Jim Crozier works day job,

but music feeds his heart

By Randi Sam Atwood/Special to the Democrat

When Tallahassee singer-songwriter Jim Crozier was in his early 20s and working as a musician in New York City, his parents called and told him they were moving from his childhood home in Warren, Pa., to Tallahassee, and they had room to take only one thing of his with them.

He chose his very first guitar, a $13 Silvertone that he got for his birthday in 1963.

Crozier has been a musician for as long as he can remember. He took piano lessons from his aunt in second grade, started learning the trumpet in the school music program in fifth grade, and played guitar and bass in the junior high school band. As a teenager, he took every opportunity to perform — in the local theater’s orchestra pit, with his high school’s jazz band, at church and in the community orchestra.

In his junior year of high school, a summer stock theater group opened up in a barn 10 miles outside of town. Crozier started working with them, playing bass at first, then later becoming their musical director. Every summer they did six shows in 12 weeks, and he had never been happier.

“During my freshman year of college, the producer introduced me to a guy named Kenn Long, who was up from Texas to work with the company,” remembers Crozier. “He was also a playwright, and had written a show called ‘Touch.’ He had never written music, though, so I started writing music for it.”

“Touch” moved to New York that fall, and ran for a year Off-Broadway at the Village Arena Theatre. To Crozier’s astonishment, the original cast album was nominated for a Grammy Award.

“My 21st birthday party was the Grammy Awards Show at the Felt Forum in Madison Square Garden,” says Crozier. “I was sitting right behind Cheech and Chong and Roberta Flack. We didn’t win, of course — the winner that year was ‘Godspell’ — but then again, Henry Mancini didn’t get it that year either.”

Crozier left college in his sophomore year to move to New York City and become the music director for the 13th Street Repertory Company. He lived in the basement of the theater, spent a lot of time in rehearsals and performances and drove a cab to make ends meet. After the show closed, he fell on hard times and decided to take a break and stay with his parents in Florida.

“I arrived in Tallahassee in 1976, at a really tough time in my life. I thought I was just going to be passing through,” says Crozier. “One day I stumbled into the Leon County Food Co-op, and saw a notice that Bill Wharton was looking for a bass player — this was before he was the Sauce Boss.
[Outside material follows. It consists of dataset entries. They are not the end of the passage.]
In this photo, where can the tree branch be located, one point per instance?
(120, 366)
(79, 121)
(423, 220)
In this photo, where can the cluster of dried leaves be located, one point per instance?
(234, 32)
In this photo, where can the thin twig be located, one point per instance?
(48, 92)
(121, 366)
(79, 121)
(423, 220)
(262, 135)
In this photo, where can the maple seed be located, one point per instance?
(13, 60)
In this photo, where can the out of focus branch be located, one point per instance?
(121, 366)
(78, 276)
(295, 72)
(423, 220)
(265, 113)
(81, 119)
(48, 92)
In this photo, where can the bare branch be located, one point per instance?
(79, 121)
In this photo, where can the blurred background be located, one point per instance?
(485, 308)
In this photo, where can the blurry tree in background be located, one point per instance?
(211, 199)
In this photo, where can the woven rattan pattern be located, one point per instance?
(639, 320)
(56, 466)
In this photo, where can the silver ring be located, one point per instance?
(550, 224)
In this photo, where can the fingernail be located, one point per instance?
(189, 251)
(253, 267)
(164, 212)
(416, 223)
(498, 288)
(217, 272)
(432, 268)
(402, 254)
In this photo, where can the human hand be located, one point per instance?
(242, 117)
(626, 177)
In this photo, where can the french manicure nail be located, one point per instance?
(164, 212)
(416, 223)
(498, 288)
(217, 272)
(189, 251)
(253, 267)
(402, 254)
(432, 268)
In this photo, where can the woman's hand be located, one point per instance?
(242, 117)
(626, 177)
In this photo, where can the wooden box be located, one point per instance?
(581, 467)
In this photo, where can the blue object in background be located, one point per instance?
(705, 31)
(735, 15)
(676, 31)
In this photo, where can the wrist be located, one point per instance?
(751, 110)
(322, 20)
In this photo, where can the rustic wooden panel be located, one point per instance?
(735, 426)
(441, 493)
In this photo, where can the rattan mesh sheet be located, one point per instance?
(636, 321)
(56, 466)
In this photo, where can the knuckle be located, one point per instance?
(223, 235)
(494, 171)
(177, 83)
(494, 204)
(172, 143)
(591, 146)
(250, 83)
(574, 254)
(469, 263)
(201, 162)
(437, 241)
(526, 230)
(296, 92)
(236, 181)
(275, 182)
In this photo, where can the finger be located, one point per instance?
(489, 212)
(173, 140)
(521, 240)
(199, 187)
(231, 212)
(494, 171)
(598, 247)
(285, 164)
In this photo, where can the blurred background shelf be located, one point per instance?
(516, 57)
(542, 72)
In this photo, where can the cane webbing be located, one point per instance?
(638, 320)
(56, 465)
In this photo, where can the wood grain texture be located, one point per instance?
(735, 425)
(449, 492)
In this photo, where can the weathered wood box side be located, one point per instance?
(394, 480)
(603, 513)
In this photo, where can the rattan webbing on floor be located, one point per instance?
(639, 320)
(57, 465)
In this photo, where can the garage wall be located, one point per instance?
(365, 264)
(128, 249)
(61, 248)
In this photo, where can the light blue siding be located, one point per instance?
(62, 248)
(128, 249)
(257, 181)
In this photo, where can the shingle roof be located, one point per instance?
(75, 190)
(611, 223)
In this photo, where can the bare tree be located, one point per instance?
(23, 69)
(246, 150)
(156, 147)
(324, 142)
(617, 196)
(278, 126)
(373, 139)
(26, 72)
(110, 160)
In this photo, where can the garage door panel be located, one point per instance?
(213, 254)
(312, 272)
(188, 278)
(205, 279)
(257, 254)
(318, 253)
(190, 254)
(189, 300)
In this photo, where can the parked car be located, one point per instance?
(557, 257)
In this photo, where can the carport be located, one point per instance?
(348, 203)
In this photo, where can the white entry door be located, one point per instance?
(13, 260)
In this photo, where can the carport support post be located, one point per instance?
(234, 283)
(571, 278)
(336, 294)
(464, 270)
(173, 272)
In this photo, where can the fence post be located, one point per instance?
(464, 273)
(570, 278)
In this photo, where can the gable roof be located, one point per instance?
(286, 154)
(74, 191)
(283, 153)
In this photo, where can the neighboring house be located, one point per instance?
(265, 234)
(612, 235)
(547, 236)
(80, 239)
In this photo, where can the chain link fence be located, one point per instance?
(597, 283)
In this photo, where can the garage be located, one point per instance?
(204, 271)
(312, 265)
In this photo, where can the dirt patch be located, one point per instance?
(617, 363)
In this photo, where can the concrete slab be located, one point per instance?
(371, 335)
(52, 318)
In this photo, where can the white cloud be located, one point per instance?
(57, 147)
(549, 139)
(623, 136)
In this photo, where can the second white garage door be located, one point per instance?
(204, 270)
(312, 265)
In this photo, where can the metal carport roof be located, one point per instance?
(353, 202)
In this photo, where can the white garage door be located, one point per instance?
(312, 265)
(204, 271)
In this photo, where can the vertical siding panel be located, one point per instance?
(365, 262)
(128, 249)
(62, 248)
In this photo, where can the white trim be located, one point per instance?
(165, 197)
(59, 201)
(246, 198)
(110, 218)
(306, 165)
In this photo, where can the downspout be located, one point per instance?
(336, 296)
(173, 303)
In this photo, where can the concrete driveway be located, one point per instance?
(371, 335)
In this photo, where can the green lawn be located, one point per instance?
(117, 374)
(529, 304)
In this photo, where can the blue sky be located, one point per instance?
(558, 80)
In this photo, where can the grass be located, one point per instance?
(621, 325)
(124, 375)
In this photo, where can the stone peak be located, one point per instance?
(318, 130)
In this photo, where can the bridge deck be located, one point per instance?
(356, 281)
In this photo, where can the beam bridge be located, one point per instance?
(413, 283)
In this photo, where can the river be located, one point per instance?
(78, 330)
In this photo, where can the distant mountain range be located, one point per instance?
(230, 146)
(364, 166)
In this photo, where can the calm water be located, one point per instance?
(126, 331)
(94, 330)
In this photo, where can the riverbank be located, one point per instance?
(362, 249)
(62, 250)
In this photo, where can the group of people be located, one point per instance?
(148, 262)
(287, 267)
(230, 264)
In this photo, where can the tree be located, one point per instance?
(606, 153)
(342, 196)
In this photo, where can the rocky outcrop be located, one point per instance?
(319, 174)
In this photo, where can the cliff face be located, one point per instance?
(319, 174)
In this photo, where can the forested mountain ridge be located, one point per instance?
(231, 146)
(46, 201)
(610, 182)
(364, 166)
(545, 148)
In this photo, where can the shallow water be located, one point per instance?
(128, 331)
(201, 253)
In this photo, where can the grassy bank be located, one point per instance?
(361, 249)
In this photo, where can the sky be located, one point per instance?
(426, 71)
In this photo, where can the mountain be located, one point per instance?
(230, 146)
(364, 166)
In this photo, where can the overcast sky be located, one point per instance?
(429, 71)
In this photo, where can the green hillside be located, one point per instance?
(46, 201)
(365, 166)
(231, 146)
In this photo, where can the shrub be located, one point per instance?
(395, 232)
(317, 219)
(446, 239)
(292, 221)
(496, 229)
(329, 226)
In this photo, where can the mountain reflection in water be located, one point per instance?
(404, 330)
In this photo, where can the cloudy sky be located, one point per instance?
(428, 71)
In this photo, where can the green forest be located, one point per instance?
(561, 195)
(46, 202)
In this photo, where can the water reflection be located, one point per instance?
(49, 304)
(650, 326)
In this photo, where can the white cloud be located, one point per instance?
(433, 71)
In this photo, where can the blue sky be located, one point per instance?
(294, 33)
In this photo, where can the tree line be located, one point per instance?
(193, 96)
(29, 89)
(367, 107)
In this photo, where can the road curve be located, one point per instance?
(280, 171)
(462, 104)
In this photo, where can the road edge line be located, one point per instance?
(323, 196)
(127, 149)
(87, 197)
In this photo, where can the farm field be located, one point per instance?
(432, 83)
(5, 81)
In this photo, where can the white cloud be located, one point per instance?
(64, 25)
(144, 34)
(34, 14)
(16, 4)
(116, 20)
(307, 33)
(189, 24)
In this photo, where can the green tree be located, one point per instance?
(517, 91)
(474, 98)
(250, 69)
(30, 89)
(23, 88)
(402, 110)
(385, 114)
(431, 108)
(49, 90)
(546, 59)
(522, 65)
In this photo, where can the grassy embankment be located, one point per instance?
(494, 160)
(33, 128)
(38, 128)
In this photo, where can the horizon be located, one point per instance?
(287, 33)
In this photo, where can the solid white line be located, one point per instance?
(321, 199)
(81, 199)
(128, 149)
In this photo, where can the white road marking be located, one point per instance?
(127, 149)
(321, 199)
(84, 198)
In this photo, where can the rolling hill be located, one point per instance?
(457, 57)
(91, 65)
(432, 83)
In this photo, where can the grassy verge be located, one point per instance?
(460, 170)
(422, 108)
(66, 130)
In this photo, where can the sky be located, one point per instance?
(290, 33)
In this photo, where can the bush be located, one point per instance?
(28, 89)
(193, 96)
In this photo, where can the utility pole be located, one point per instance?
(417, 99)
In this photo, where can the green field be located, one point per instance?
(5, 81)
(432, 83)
So I met him, and played with the Wild Blue Yonders for a while.”

He has been a significant part of the Tallahassee music scene ever since. Crozier auditioned for, and was accepted into, the FSU School of Music program, and graduated with degree in music composition and a certificate in performance on the double bass.

“I studied with Bill Kennedy, who had just arrived in town and was getting the FSU jazz bands started, and played with him and sometimes with Lindsey Sergeant, who was just getting the FAMU jazz program going,” says Crozier. “It was a great time. I met a guy named Jimmy Lohman in Bill Kennedy’s class, and we formed a trio — Jimmy, me and my brother, who plays the saxophone.”

The Lohman-Crozier Trio played three to four times a week at a now-defunct pub right across the street from the Capitol building.

“We were the happening scene,” he laughs. “It was my first real moment of fame in Tallahassee.”

Crozier was also a founding member of ACME Rhythm & Blues, as well as one of the earliest members of the Tallahassee Swing band, with which he still plays regularly.

“My mom was the director of the brand new senior center back then, and the swing band was looking for a place to practice on Tuesday nights,” says Crozier. “And then it turned out that they needed a bass player and a sax player, and mom said she just happened to know some people.”

After years of concentrating on playing bass, Crozier recently took up the guitar again. He is now performing solo (and sometimes with friends), and he calls his style “edgy blues and twisted Americana.” He has a standing gig on First Fridays on the Athena’s Garden Stage in Railroad Square Art Park, and he occasionally plays at Barnacle Bill’s, the Downtown MarketPlace and about once a month with the Jones Brothers Band at Food Truck Thursdays.

“I hadn’t played guitar in public since high school, but I’m enjoying it,” he says. “I’ve always been a composer/songwriter of a sort, but my output is usually about one original song a year. So I play a little Tom Waits, Leonard Cohen, Bob Dylan and even a Beatles song here and there.”

Though Crozier makes ends meet by working in IT for the state, he looks forward to the day when he can put his music career center stage.

“In less than two years I’ll be 62, and then I’m going to retire and get back to concentrating on music,” he says. “Both of my daughters will be married by then, and my house is paid off, so I plan to travel and tour and just play music full-time.”